Are Retail Reward Cards Really Helping you Save?

Miss Money Bee by April Lewis-Parks

Nearly every financial professional will list coupons, discounts and perks as smart strategies for cutting down costs. After all, you wouldn’t pay full-price for a new dress if you could find the same one for half price. The problem is that this line of thinking doesn’t always apply when it comes to signing up for reward credit cards with your favorite retailers. Shopping with credit instead of cash usually changes things and it’s important that think about your typical shopping behavior before signing up for a rewards card.
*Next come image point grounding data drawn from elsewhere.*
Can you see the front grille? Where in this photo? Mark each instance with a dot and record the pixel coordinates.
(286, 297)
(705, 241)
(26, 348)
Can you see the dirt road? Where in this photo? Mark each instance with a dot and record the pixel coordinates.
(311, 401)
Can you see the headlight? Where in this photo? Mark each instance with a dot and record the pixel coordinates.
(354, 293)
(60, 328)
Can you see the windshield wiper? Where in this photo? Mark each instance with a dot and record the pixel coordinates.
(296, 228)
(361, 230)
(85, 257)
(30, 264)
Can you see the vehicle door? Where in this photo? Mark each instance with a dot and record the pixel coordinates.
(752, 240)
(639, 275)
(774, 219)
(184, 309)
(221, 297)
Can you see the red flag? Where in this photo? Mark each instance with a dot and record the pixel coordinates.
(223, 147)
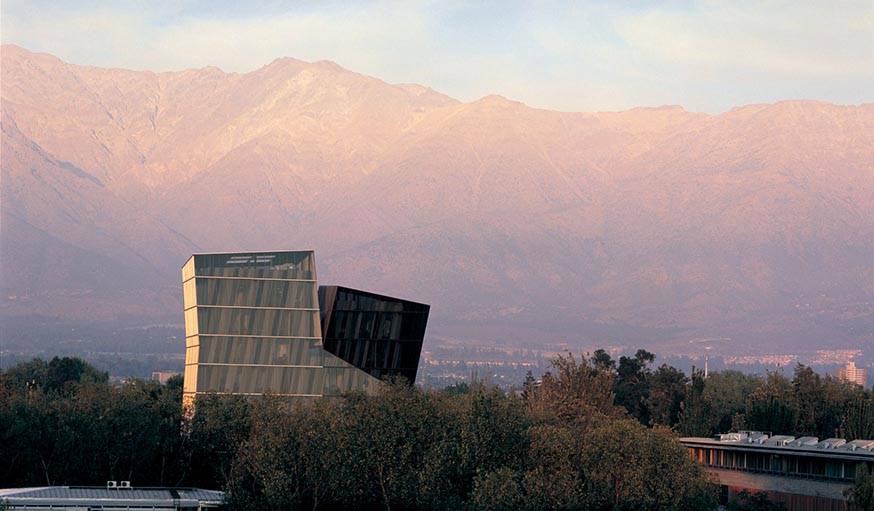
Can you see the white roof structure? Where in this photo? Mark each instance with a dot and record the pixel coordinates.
(861, 450)
(96, 497)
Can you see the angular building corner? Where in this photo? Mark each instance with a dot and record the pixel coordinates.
(258, 323)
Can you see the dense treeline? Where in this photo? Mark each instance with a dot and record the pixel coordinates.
(805, 404)
(592, 434)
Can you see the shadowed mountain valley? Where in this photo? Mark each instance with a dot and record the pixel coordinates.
(653, 224)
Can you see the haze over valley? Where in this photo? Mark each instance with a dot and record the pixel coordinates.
(646, 227)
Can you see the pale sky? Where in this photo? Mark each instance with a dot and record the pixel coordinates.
(583, 56)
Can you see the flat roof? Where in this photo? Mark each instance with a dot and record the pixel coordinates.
(834, 448)
(158, 498)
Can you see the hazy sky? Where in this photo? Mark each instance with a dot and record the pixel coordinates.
(706, 56)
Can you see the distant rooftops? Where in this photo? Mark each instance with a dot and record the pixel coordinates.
(111, 496)
(809, 444)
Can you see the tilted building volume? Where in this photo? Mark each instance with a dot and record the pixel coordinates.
(258, 323)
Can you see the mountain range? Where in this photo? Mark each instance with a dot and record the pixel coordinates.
(650, 226)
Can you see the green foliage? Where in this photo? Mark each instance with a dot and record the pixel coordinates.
(592, 434)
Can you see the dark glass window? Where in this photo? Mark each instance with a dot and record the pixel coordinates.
(378, 334)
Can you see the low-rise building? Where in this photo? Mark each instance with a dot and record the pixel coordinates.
(803, 473)
(853, 374)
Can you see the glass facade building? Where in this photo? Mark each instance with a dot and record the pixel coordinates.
(378, 334)
(254, 325)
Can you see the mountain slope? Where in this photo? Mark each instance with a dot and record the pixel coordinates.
(650, 224)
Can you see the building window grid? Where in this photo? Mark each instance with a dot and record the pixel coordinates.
(786, 465)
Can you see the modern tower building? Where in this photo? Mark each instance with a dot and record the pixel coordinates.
(853, 374)
(254, 324)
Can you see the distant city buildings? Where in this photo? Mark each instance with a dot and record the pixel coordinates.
(801, 473)
(163, 376)
(853, 374)
(257, 323)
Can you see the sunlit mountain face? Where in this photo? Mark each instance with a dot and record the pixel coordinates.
(650, 225)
1. How do you typically pay?
This is the first question you should ask yourself because it may shed light on whether a rewards card will end up saving, or costing, you money. For instance, if you typically pay with cash or debit, it may be lucrative to start using a reward card if you are disciplined enough to pay off the balance immediately with money from your bank account. The same is true if you typically pay with credit but pay off your balance immediately. If you tend to carry a balance on your credit card, however, this may spell trouble. Interest rates on rewards credit cards are generally higher than those for traditional credit lines. Not only will you be paying more in charges, but the additional amount you pay in may diminish the value of your earned rewards.

2. How often do you shop there?
In order to earn significant savings, you may be required to shop at a certain location more frequently than you normally would. If you make trips to Target, Banana Republic or your store of choice several times a month – and pay off your balance each billing cycle – a reward card that gives you a discount off your purchase and allows you to rack up additional points can help keep your costs low. However, if you show up to Target once a month for your obligatory dishwasher detergent and cleaning supplies, your rewards may not do you any good until your 100th visit.

3. Do you already have a rewards card?
If you already carry a rewards card that can be used at any location for any type of purchase, getting another product that is specific to one retailer can be redundant. Instead, use your traditional reward card for purchases to avoid managing several balances and payment plans.